Zuerst schickt Wukong Zhu Bajie in den Brunnen des kaiserlichen Gartens, um die Leiche zu bergen. Bajie murrt, findet den Körper aber unten in der Wasserpalastanlage des Drachenkönigs gut erhalten. Die Leiche ist deshalb nicht verwest, weil der Drachenkönig mit einer „Gesichtsperle“ für ihre Bewahrung gesorgt hat - ein weiterer Hinweis darauf, dass die himmlische Ordnung schon längst ihren eigenen Teil der Geschichte vorbereitet hatte.
Dann holt Wukong bei Taishang Laojun ein Wiederbelebungselixier. Der alte Meister zögert zunächst, gibt schließlich aber doch eine Pille heraus. Wukong bringt sie dem König, der langsam wieder zu sich kommt - die drei Jahre des Todes sind vorbei.
Danach bringt Wukong den echten König an den Hof und zeigt vor allen Höflingen auf den falschen. Der falsche König bestreitet natürlich alles und behauptet, der wahre König sei der Dämon. Als zwei identisch aussehende Könige nebeneinanderstehen, kann der Hof nicht mehr unterscheiden, wer wer ist. Genau das zeigt, wie wenig Nähe und wirkliche Kenntnis in dieser Familie herrschen.
Erst als Wukong mit dem Goldenen-Hoheitsstab auf den falschen König losgeht, nimmt der die wahre Gestalt an - der grünmähnige Löwe. Wukong will schon zuschlagen, als Manjushri rechtzeitig erscheint.

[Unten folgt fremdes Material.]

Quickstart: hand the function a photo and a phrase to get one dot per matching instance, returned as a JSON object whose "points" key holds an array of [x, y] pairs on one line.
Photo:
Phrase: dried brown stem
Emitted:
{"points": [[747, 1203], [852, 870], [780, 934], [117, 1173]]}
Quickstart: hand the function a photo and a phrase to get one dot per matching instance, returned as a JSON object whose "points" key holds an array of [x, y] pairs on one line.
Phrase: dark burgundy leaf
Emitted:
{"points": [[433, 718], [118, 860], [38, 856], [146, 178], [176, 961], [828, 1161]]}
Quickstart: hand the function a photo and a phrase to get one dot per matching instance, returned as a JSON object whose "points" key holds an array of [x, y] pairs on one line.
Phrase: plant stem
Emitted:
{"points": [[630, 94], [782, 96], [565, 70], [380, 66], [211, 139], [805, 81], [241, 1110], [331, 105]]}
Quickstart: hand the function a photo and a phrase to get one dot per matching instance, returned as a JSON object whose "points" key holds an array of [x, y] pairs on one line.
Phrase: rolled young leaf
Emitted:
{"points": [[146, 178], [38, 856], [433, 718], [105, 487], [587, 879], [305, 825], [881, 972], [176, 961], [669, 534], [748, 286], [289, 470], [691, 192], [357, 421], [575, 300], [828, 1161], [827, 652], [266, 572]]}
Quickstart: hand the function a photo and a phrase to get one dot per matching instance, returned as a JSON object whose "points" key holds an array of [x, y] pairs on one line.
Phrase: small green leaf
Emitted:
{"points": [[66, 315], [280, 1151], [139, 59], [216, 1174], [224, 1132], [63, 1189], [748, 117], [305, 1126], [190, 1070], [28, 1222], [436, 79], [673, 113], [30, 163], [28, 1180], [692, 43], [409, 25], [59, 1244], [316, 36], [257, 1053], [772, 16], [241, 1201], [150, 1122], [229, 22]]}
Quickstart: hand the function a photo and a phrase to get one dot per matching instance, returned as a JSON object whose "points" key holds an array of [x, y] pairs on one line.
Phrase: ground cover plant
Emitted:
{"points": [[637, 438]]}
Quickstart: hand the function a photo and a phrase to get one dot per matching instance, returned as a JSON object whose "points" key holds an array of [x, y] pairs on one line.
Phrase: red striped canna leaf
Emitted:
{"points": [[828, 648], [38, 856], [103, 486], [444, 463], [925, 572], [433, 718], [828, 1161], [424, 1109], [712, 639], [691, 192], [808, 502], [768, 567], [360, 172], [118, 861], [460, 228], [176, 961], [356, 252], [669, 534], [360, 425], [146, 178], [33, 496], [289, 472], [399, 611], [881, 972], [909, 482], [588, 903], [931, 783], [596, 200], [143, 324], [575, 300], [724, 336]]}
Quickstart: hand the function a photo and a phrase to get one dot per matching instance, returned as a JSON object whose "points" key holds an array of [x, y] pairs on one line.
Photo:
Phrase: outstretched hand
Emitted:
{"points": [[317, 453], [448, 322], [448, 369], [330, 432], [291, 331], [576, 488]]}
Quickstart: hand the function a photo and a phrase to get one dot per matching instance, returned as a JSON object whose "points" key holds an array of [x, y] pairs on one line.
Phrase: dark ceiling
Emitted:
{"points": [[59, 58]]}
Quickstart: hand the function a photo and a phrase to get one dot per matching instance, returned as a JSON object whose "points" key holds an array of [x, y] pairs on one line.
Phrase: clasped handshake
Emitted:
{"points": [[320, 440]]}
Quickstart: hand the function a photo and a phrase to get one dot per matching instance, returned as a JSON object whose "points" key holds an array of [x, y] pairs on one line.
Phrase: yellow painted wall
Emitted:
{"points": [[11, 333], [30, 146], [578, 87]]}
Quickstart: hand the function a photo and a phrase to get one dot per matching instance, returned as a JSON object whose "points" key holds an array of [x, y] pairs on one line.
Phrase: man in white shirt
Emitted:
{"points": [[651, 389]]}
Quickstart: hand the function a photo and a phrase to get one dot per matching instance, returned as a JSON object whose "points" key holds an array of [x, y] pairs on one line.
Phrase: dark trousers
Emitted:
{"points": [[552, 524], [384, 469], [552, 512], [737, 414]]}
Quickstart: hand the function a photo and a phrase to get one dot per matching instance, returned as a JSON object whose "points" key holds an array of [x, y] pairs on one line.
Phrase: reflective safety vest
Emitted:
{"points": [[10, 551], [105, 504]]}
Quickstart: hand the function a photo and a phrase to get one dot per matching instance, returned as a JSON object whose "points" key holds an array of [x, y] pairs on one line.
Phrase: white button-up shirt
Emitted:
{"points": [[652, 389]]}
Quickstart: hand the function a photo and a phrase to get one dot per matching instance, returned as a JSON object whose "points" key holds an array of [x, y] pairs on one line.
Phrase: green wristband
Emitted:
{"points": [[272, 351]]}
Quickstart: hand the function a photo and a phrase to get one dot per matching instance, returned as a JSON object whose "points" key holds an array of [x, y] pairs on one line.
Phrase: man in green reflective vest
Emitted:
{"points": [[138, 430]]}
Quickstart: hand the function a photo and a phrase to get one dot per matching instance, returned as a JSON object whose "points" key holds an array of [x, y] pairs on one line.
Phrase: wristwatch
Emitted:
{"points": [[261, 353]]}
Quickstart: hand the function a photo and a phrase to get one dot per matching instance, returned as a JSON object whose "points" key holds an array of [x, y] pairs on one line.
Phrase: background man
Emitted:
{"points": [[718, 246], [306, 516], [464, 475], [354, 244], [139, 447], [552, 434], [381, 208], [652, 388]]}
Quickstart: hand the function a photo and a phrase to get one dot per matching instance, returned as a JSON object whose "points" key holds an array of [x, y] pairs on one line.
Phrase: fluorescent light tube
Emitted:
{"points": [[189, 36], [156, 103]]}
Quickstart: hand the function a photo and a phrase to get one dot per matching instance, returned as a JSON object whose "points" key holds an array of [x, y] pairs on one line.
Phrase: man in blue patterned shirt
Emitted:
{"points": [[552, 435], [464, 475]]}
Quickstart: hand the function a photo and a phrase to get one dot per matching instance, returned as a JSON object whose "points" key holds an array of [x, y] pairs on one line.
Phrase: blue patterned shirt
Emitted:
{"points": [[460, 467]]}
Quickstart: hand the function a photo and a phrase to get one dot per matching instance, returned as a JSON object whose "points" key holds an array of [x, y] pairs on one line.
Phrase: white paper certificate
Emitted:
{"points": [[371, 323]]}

Manjushri holt den Löwen zurück: der Beamte, der seine Arbeit erledigt hat
Am Ende von Kapitel 39 tritt Manjushri ruhig und ohne Aufhebens auf den Plan. Er hält Wukong davon ab, den Löwen zu erschlagen, und erklärt knapp die Vorgeschichte: Der König hatte ihn drei Tage lang ins Wasser getaucht, Buddha Rulai hat drei Jahre Strafe beschlossen, die Zeit ist jetzt vorbei. Auftrag erledigt.
Dann setzt sich Manjushri auf den grünmähnigen Löwen und reitet mit ihm in den Wolken davon. Das Ganze wirkt wie ein Beamter, der eine Akte abschließt und danach einfach geht. Der Löwe hat in drei Jahren einen König getötet, den Thron übernommen, die Königin getäuscht und das ganze Reich in Atem gehalten - doch in Manjushris Erzählung bleibt davon nur ein ausgeführter Auftrag übrig.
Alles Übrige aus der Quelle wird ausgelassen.